Myeloid cells are pivotal in the inflammatory and remodeling phases of fracture repair. Here, we investigate the effect of periostin expressed by myeloid cells on bone regeneration in a monocortical tibial defect (MTD) model. In this study, we show that periostin is expressed by periosteal myeloid cells, primarily the M2 macrophages during bone regeneration. Knockout of periostin in myeloid cells reduces cortical bone thickness, disrupts trabecular bone connectivity, impairs repair impairment, and hinders M2 macrophage polarization. Mechanical stimulation is a regulator of periostin in macrophages. By activating transforming growth factor-β (TGF-β), it increases periostin expression in macrophages and induces M2 polarization. This mechanosensitive effect also reverses the delayed bone repair induced by periostin deficiency in myeloid cells by strengthening the angiogenesis-osteogenesis coupling. In addition, transplantation of mechanically conditioned macrophages into the periosteum over a bone defect results in substantially enhanced repair, confirming the critical role of macrophage-secreted periostin in bone repair. In summary, our findings suggest that mechanical stimulation regulates periostin expression and promotes M2 macrophage polarization, highlighting the potential of mechanically conditioned macrophages as a therapeutic strategy for enhancing bone repair.
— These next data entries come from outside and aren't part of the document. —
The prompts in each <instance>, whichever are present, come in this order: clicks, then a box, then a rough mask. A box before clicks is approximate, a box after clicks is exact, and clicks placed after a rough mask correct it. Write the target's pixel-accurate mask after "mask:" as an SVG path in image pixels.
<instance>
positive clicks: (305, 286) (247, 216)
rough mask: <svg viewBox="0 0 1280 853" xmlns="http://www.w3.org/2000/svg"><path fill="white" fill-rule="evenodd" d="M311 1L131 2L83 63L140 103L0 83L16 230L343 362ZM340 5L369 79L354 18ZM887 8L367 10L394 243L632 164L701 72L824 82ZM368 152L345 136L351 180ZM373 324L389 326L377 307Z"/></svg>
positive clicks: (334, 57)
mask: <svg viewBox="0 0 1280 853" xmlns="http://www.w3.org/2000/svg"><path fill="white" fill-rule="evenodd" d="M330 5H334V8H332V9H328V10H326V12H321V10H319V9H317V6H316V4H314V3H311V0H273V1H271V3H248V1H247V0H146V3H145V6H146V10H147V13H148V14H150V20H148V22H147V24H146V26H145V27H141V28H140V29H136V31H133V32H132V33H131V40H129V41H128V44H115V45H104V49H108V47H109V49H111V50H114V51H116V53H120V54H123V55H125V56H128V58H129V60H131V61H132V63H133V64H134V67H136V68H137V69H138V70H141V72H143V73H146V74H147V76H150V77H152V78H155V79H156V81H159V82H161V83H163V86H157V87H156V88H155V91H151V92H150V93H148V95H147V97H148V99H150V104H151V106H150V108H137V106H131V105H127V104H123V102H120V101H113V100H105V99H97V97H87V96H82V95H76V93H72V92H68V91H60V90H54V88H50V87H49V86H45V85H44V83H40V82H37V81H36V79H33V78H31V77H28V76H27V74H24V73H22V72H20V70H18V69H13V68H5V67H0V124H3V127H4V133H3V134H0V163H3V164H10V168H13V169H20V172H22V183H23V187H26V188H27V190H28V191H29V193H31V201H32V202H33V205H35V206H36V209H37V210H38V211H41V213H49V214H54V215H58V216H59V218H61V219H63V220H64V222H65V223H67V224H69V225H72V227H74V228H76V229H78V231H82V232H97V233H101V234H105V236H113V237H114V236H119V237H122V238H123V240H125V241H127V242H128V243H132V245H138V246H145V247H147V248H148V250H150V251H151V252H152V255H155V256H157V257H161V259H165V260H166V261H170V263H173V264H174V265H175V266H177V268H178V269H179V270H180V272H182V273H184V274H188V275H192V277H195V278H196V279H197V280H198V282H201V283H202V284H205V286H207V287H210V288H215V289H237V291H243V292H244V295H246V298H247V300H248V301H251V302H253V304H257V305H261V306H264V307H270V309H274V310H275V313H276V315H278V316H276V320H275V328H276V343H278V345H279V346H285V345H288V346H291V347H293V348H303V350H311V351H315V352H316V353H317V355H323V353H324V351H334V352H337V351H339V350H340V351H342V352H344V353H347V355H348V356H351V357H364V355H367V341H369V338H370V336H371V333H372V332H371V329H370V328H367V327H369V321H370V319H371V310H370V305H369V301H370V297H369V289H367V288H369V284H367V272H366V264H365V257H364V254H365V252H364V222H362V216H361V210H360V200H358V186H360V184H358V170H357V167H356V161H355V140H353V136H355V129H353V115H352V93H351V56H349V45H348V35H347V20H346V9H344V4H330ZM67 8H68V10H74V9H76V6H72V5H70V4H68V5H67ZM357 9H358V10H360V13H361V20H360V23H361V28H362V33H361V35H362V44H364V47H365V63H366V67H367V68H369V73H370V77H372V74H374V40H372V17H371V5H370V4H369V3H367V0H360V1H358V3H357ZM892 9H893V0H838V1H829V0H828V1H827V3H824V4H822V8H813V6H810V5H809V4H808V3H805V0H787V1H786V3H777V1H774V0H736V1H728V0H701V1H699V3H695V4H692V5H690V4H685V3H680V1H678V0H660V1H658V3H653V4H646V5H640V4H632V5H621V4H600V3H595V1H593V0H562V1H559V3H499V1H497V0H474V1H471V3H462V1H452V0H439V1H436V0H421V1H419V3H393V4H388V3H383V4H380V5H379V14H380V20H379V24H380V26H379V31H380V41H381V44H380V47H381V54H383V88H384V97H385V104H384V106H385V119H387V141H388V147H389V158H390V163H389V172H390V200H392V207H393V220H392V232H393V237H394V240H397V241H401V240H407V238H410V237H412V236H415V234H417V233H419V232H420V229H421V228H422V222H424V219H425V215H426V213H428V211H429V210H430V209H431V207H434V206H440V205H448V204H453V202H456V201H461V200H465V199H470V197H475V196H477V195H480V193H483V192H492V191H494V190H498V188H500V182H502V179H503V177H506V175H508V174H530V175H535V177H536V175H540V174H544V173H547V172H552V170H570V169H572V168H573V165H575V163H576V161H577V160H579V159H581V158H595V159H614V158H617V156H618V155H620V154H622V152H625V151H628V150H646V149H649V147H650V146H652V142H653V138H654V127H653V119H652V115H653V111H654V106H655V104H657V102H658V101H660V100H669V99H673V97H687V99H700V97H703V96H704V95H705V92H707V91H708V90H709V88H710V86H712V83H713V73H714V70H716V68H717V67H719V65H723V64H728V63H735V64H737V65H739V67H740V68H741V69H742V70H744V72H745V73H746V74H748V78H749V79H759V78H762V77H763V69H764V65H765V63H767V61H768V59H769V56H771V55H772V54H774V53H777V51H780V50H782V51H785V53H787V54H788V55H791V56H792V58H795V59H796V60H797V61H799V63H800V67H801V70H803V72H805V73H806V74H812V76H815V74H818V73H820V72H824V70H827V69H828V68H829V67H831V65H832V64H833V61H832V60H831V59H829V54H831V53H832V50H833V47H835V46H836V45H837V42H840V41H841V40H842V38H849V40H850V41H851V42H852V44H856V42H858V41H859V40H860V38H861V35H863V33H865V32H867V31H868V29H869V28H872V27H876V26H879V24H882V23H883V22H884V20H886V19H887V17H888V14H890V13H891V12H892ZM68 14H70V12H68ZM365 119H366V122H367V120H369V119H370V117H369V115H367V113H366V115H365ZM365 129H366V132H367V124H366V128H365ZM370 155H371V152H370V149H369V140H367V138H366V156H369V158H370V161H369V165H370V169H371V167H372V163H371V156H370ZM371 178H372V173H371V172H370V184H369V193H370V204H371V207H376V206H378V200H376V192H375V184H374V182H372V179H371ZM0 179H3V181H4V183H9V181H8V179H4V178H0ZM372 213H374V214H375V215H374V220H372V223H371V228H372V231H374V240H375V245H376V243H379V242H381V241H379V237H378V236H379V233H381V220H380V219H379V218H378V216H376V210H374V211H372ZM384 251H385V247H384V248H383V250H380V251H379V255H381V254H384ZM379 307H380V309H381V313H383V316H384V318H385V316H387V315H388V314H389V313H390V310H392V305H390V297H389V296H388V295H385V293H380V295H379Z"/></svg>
髓系细胞在骨折修复的炎症和重塑阶段起着关键作用。在这里，我们研究了骨髓细胞表达的骨膜蛋白对单皮质胫骨缺损 （MTD） 模型中骨再生的影响。在这项研究中，我们表明骨膜蛋白由骨膜骨髓细胞表达，主要是骨再生过程中的 M2 巨噬细胞。髓系细胞中骨膜蛋白的敲除降低了皮质骨厚度，破坏了小梁骨连接，损害了修复损伤，并阻碍了 M2 巨噬细胞极化。机械刺激是巨噬细胞中 periostin 的调节剂。通过激活转化生长因子-β （TGF-β），它增加巨噬细胞中骨膜蛋白的表达并诱导 M2 极化。这种机械敏感效应还通过加强血管生成-成骨耦合来逆转髓系细胞中骨膜蛋白缺乏诱导的延迟骨修复。此外，通过骨缺损将机械调节的巨噬细胞移植到骨膜中可显著增强修复，证实了巨噬细胞分泌的骨膜蛋白在骨修复中的关键作用。总之，我们的研究结果表明，机械刺激调节骨膜蛋白表达并促进 M2 巨噬细胞极化，突出了机械调节巨噬细胞作为增强骨修复的治疗策略的潜力。